Chapter 3 Data structure in R

Understanding R data structure is very important. Basic data structures in R include Vector, Matrix, Data Frame, Factor and List. By learning this Chapter you will understand how to work with the right data structure you might need.

3.1 Vector

Vectors are a fundamental concept in R, and many functions in R returns results as vectors. A vector is a one-dimensional array of values, the value can be character, logical, integer or numeric. But a vector can only contain values of the same type.

HINT: YOU can get the documentation of a function using ? or help . E.g ?rep or help(rep)

TRY:

x <- rep(1,3)
y <- 1:3
z <- c(1,2,3)

c()is the function to combine values, try the two following commands:

c(x,y)
x+y

Quiz

1. What is the difference of c(a,b) and a+b
2. Create a vector with "R" "is" "fun"
HINT: use c()

A new vector can be created by splicing an existing vector with a numerical indexes. We can use the indexes yo slice the vector. To slice between two indexes, we can use the colon operator : . Here is an example of create a vector with students marks. You can use names() to assign the names for values inside the vector.

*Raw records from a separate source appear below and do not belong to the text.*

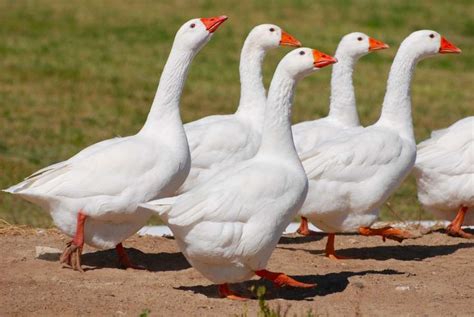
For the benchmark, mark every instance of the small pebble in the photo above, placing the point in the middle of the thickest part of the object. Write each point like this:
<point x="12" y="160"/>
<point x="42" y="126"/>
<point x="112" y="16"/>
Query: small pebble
<point x="47" y="253"/>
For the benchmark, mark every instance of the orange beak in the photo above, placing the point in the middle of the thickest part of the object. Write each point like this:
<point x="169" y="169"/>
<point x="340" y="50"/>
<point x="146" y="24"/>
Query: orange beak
<point x="375" y="45"/>
<point x="288" y="40"/>
<point x="322" y="60"/>
<point x="448" y="47"/>
<point x="213" y="23"/>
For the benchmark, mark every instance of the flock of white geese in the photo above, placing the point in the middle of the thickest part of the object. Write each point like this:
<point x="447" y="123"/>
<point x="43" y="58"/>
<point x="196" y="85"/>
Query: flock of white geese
<point x="228" y="185"/>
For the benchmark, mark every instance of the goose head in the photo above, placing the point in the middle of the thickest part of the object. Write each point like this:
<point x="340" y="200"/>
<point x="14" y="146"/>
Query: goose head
<point x="268" y="36"/>
<point x="195" y="33"/>
<point x="426" y="43"/>
<point x="357" y="44"/>
<point x="301" y="62"/>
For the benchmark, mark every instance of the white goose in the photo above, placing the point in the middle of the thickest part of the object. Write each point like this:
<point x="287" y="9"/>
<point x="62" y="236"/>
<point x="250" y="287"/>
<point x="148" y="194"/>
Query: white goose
<point x="342" y="107"/>
<point x="94" y="195"/>
<point x="444" y="172"/>
<point x="219" y="140"/>
<point x="228" y="226"/>
<point x="351" y="176"/>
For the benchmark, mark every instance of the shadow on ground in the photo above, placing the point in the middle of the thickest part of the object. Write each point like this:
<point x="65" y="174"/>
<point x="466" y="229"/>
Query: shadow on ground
<point x="325" y="285"/>
<point x="396" y="252"/>
<point x="153" y="262"/>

marks <- c(50, 100, 90, 80, 70) 
student_names <- c("Amy","Bobby","Cindy","Eddy","Dylon")
names(marks) <- student_names
marks[c(2:4)] 
marks[c("Bobby","Cindy")] 

Quiz

1. Get the highest mark amongst Amy, Cindy, Dylon
HINT: use max()

3.2 Matrix

Matrix is a two dimensional data structure in R programming. Matrix is a two-dimensional vector. Same as a vector, all values in a matrix should be of the same type. And all columns should be the same length.

3.2.1 Make a matrix

You can simply make a matrxi like this:

m <- matrix(1:15, nrow = 3, ncol = 5)

You can change the column names and row names:

#Change names
colnames(m) <- c("A","B","C","D","E")
rownames(m) <- c("X","Y","Z")

You can also make a matrix by cbind() and rbind() to bind columns or rows.

cbind(c(1:9),c(11:19))
rbind(c(1:9),c(11:19))

We can also bind a column or row to the existing matrix.

cbind(m,c(16,17,18))
rbind(m,c(20,21,22,23,24))

The value in a matrix can be be accessed as [row_index, column_index].

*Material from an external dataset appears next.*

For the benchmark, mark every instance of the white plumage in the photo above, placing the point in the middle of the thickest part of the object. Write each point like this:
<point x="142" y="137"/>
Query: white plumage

m <- matrix(1:15, nrow = 3, ncol = 5)
# select rows 1 & 2 and columns 1 & 2
m[c(1,2),c(1,2)] 
# select all columns
m[c(1,2),] 

which() function returns the true indices of a logical object, try:

which.min(m)
which.max(m)
which(m == 7)

3.2.2 Modify a matrix

Assign a value, <- and = do the same work

<-         assignment (right to left)
=          assignment (right to left)

Assign all elements less than 5 to 0

m[m<5] <- 0

You can transpose a matrix by t()

t(m)

Remove last row

m <- m[-3,]
# or
m <- m[-nrow(m),]

3.3 DataFrame

Data frame is a two dimensional data structure in R. It is similar with matrix, but you can have different data types for elements in a data frame.

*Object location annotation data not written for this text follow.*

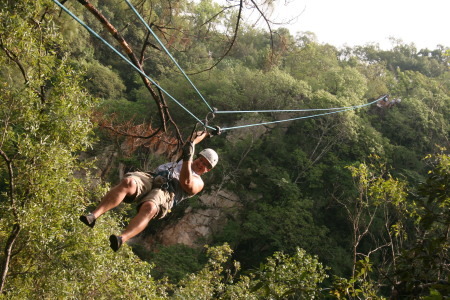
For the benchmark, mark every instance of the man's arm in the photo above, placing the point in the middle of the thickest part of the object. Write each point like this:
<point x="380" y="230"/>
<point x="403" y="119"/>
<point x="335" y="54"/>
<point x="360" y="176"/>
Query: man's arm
<point x="189" y="183"/>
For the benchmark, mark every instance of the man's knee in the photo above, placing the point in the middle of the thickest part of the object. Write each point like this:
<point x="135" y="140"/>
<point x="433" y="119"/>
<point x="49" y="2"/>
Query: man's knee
<point x="149" y="208"/>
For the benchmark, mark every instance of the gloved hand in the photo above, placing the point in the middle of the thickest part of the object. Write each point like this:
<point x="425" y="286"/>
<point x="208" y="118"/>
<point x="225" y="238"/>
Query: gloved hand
<point x="188" y="151"/>
<point x="216" y="131"/>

x <- data.frame("SID" = 1:3, "Age" = c(23,25,21), "Name" = c("Amy","Bobby","Cindy"), "Mark" = c(100,82,75))

Use [ will return us a data frame. TRY:

x["Name"]

Accessing with [[ or $ is similar. They will return the result as a vector.

x[["Name"]]
x$Name

Select students with mark greater than 80 and make a new list called x_highmark.

x_highmark <- x[x$Mark>80,]

Quiz

1.Select Students with mark greater than 80 and get the average age of them.
HINT: use mean()

3.4 Factor

Factors are variables in R for categorical variables.

category = c(0,1,1,1,1,2,2,2,1,2,1,1,1)
fdata = factor(category)
fdata
##  [1] 0 1 1 1 1 2 2 2 1 2 1 1 1
## Levels: 0 1 2

Or you can factor the vector with specific names.

fdata1 = factor(category,labels=c("A","B","C"))
fdata1
##  [1] A B B B B C C C B C B B B
## Levels: A B C

You can not treat the values in factors as numerical data, for example, if you use mean(fdata) you will get the warning as below.

mean(fdata)
## Warning in mean.default(fdata): argument is not numeric or logical: returning NA
## [1] NA

If we want to calculate the mean of the original numeric values of the fdata variable, we can use

mean(as.numeric(fdata))
## [1] 2.230769

3.5 List

List is a data structure having mixed data types. It is the most flexible data structure in R. Data frame is a special case of list.

We can check the data type with typeof() function and find the length using length(), we can use str() to find the data structure.

x <- list("a" = 1000, "b" = TRUE, "c" = 1:3)
typeof(x)
length(x)
str(x)